Source: https://github.com/markziemann/asd_meth
Here we are conducting a PCA analysis of the entire sample set including guthrie neonatal blood spots and peripheral blood at assessment.
library("kableExtra")
library("limma")
Now load the data.
bldat <- readRDS("bl_mvals.rds")
dim(bldat)
## [1] 802647 18
gudat <- readRDS("gu_mvals.rds")
dim(gudat)
## [1] 790658 22
mgdat <- merge(gudat,bldat,by=0)
rownames(mgdat) <- mgdat$Row.names
mgdat$Row.names = NULL
dim(mgdat)
## [1] 790347 40
ss <- read.table("ASD_EPIC_DATA/ASD_guthrie_blood_combined_summarysheet.csv",sep=",",header=TRUE)

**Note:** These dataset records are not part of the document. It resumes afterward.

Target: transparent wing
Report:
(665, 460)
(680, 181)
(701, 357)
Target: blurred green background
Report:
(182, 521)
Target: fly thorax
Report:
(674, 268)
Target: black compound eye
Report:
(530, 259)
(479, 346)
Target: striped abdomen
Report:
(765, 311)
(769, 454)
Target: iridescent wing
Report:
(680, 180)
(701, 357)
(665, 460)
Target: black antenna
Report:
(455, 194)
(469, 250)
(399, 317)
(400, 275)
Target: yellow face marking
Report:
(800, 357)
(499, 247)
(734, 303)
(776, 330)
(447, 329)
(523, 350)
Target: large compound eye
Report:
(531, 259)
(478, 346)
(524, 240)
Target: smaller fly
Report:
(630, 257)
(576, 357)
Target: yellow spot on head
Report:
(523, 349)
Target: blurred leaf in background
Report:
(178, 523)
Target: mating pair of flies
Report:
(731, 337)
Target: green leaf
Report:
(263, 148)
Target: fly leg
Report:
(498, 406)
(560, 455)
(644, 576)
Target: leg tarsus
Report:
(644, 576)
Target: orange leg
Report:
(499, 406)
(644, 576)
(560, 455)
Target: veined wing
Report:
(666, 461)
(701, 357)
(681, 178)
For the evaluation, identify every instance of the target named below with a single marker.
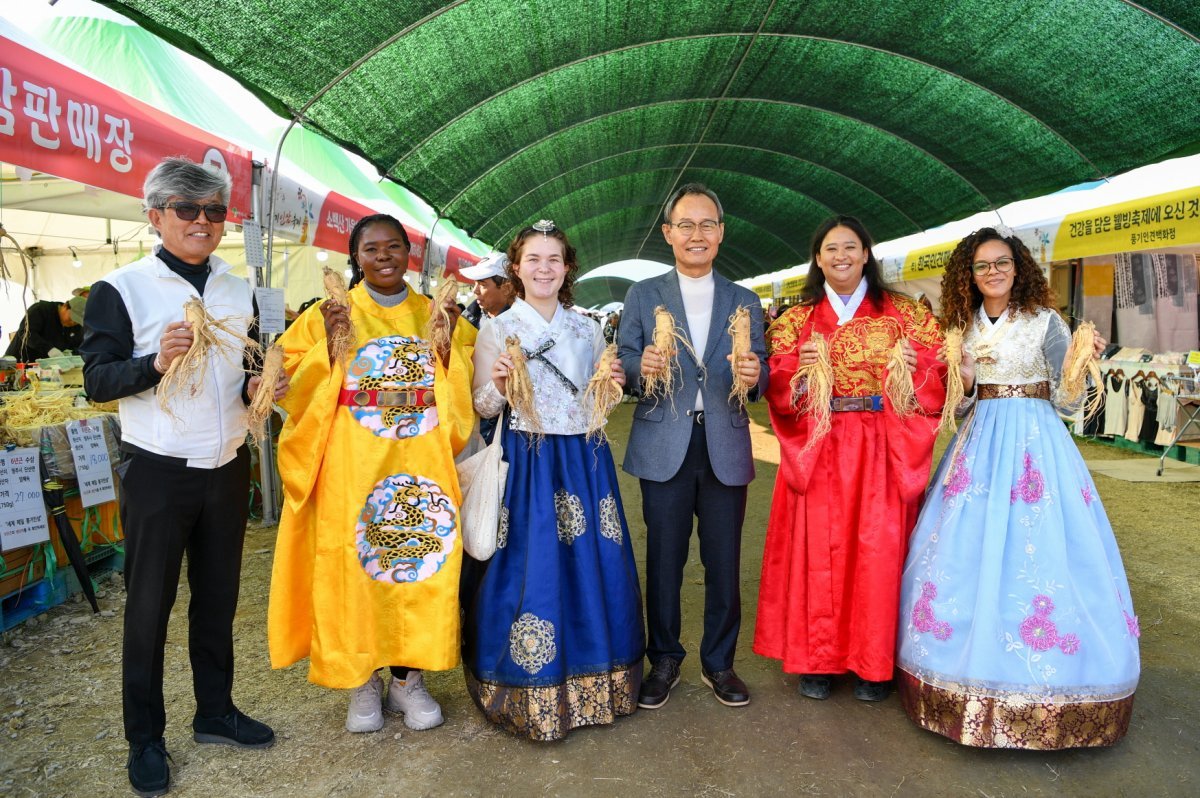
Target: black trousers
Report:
(667, 509)
(168, 509)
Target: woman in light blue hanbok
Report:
(555, 636)
(1017, 627)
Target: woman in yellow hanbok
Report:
(366, 567)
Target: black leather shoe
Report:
(816, 687)
(235, 729)
(657, 687)
(729, 689)
(149, 772)
(873, 690)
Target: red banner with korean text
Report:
(339, 215)
(63, 123)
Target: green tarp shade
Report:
(905, 113)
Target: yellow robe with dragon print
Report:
(367, 558)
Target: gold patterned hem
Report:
(1029, 390)
(985, 721)
(551, 712)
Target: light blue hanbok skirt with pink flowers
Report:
(1017, 627)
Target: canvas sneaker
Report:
(408, 697)
(365, 713)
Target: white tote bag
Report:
(481, 479)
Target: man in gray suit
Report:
(691, 449)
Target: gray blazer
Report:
(661, 429)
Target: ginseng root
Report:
(335, 289)
(1078, 365)
(210, 337)
(954, 389)
(601, 395)
(259, 409)
(739, 345)
(898, 385)
(813, 391)
(667, 339)
(519, 389)
(437, 329)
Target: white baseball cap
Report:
(491, 267)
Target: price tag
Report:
(270, 310)
(22, 510)
(93, 467)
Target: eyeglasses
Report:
(191, 211)
(1003, 265)
(706, 227)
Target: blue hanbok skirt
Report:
(555, 635)
(1017, 627)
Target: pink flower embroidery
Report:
(923, 613)
(960, 477)
(1039, 633)
(1030, 485)
(1132, 624)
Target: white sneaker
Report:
(365, 713)
(412, 700)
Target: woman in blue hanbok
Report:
(555, 636)
(1017, 628)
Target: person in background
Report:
(845, 502)
(1018, 629)
(48, 330)
(367, 559)
(493, 289)
(185, 471)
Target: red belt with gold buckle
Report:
(412, 397)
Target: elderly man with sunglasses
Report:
(185, 467)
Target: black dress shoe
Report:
(873, 690)
(235, 729)
(816, 687)
(149, 772)
(729, 689)
(657, 687)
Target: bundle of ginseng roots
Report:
(519, 388)
(739, 346)
(813, 391)
(1078, 365)
(211, 337)
(335, 291)
(438, 329)
(952, 349)
(601, 395)
(667, 339)
(259, 409)
(898, 384)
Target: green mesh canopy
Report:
(905, 113)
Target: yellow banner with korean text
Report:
(1147, 223)
(792, 286)
(928, 262)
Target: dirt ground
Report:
(60, 717)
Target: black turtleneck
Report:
(197, 275)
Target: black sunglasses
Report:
(191, 211)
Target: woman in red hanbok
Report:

Start with a scree plot to show the number of important dimensions.
myscree <- function(mx,n=10,main="") {
pc <- princomp(mx)$sdev
pcp <- pc/sum(pc)*100
pcp <- pcp[1:10]
barplot(pcp,cex.names = 1,las=2,ylim=c(0,70),
ylab="percent (%) variance explained", main=main)
text((0.5:length(pcp)*1.2),pcp,label=signif(pcp,3),pos=3,cex=0.8)
}
myscree(mgdat)
Now plot an MDS plot for all samples.
#mds <- plotMDS(mgdat)
mds <- cmdscale(dist(t(mgdat)))
XMAX=max(mds[,1])*1.1
XMIN=min(mds[,1])*1.1
mycolours <- as.character(as.numeric(colnames(mgdat) %in% colnames(bldat)) )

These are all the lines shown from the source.